Multi View Action Detection and Recognition of Human Activities

DOI : 10.17577/IJERTCONV8IS13050

Download Full-Text PDF Cite this Publication

Text Only Version

Multi View Action Detection and Recognition of Human Activities

Harshitha D Students, Dept. of ECE, GSSSIETW, Mysuru

Keerthirani H V Students, Dept. of ECE, GSSSIETW, Mysuru

Pallavi S Students, Dept. of ECE, GSSSIETW, Mysuru

Sindhu Shree K M Students, Dept. of ECE, GSSSIETW, Mysuru

Spoorthi Y Assistant Professor, Dept. of ECE, GSSSIETW, Mysuru

AbstractThe problem of human activity recognition can be approached using spatio-temporal variations in successive video frames. In this paper, a new human activity recognition technique is proposed using multi-view videos. Initially, a naive background subtraction using frame differencing between adjacent frames of a video is performed. Then, the motion information of each pixel is recorded in binary indicating existence/nonexistence of motion in the frame. A pixel wise sum over all the difference images in a view gives the frequency of motion in each pixel throughout the clip. Detection of suspicious activities in public transport areas using video surveillance has attracted an increasing level of attention. In this project, we introduce a framework that processes raw video data received from a fixed color camera installed at a particular location, which makes real-time inferences about the observed activities.


    Human Action Recognition (HAR) is the significant research area in vision of computer and human action/interaction. HAR using computer vision involves the understanding of human motion, which is a complex and challenging task in non-rigid body articulation, loose clothing, and mutual obstruction of the breath passage in the articulation of a speech sound as well as noise present in the image by shadow. For example, outdoor recognition activities are significantly influenced by atmosphere and lighting conditions [1].

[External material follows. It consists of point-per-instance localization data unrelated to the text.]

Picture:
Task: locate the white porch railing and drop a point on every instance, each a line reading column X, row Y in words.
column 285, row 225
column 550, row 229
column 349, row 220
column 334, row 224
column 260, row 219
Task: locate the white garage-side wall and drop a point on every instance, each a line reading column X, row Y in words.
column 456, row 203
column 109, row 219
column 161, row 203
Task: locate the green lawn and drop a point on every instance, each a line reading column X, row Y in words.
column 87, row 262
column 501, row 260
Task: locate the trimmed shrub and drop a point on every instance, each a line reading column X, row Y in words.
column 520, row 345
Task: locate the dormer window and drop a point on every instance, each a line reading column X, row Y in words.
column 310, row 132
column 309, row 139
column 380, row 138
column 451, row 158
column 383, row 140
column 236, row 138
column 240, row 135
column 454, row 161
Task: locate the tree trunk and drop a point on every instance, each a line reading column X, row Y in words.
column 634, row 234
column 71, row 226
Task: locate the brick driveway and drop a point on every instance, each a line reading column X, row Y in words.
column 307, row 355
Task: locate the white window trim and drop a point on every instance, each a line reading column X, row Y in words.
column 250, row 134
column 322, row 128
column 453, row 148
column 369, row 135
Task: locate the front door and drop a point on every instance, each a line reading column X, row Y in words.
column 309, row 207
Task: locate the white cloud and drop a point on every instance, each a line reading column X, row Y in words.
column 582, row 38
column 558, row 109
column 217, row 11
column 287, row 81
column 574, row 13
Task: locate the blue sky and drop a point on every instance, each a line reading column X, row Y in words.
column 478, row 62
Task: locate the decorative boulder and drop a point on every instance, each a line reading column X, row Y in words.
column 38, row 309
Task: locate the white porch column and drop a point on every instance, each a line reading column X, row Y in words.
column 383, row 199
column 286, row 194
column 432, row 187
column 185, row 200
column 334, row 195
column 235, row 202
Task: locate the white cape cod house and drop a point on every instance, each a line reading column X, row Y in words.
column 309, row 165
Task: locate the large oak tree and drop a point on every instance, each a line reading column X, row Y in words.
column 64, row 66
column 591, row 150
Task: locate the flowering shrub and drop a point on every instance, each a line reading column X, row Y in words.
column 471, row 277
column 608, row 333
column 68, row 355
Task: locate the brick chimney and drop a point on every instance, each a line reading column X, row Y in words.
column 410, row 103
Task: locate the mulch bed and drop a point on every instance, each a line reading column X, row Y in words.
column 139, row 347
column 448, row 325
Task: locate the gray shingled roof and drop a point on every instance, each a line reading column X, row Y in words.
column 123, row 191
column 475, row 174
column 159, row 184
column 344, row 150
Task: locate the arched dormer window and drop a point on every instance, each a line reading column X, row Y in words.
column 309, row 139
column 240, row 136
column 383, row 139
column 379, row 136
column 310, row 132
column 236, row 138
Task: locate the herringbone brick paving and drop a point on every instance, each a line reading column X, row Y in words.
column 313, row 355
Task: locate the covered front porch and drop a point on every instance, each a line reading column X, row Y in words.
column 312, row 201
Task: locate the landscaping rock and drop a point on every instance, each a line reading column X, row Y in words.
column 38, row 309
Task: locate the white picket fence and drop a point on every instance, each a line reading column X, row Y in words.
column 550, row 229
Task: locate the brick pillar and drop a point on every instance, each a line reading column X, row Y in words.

    HAR is an emerging research area in the field of video analytic system. It mainly involves the following two steps

    1. Low-level vision processing such as segmentation, tracking, poses recovery, and trajectory estimation.

    2. High level processing tasks such as body modeling and representation of action.

    The sequences of Image Processing have progressed from simple structure paradigm of motion to the modeling, classification and recognition of human actions / interactions as events.


    Literature survey is abounding with many research works in the field of Human Activity Recognition.

    1. Deep Learning Fusion Conceptual Frameworks for Complex Human Activity Recognition Using Mobile and Wearable Sensors

      In 2018, Nweke Henry Friday, Ghulam Mujtaba, Mohammed Ali Al-garadi, Uzoma Rita Alo, analysed to recognize

      activities using mobile or wearable sensor, data are collected using appropriate sensors, segmented, needed features extracted and activities categories using discriminative models (SVM, HMM, MLP etc.).

    2. Improving human action recognition with two- stream 3D convolutional neural network

      In 2018, Van-Minh Khong, Thanh-Hai Tran, They have proposed a method that exploits both RGB and optical flow for human action recognition. Specifically, we deploy a two stream convolutional neural network that takes RGB and optical flow computed from RGB stream as inputs.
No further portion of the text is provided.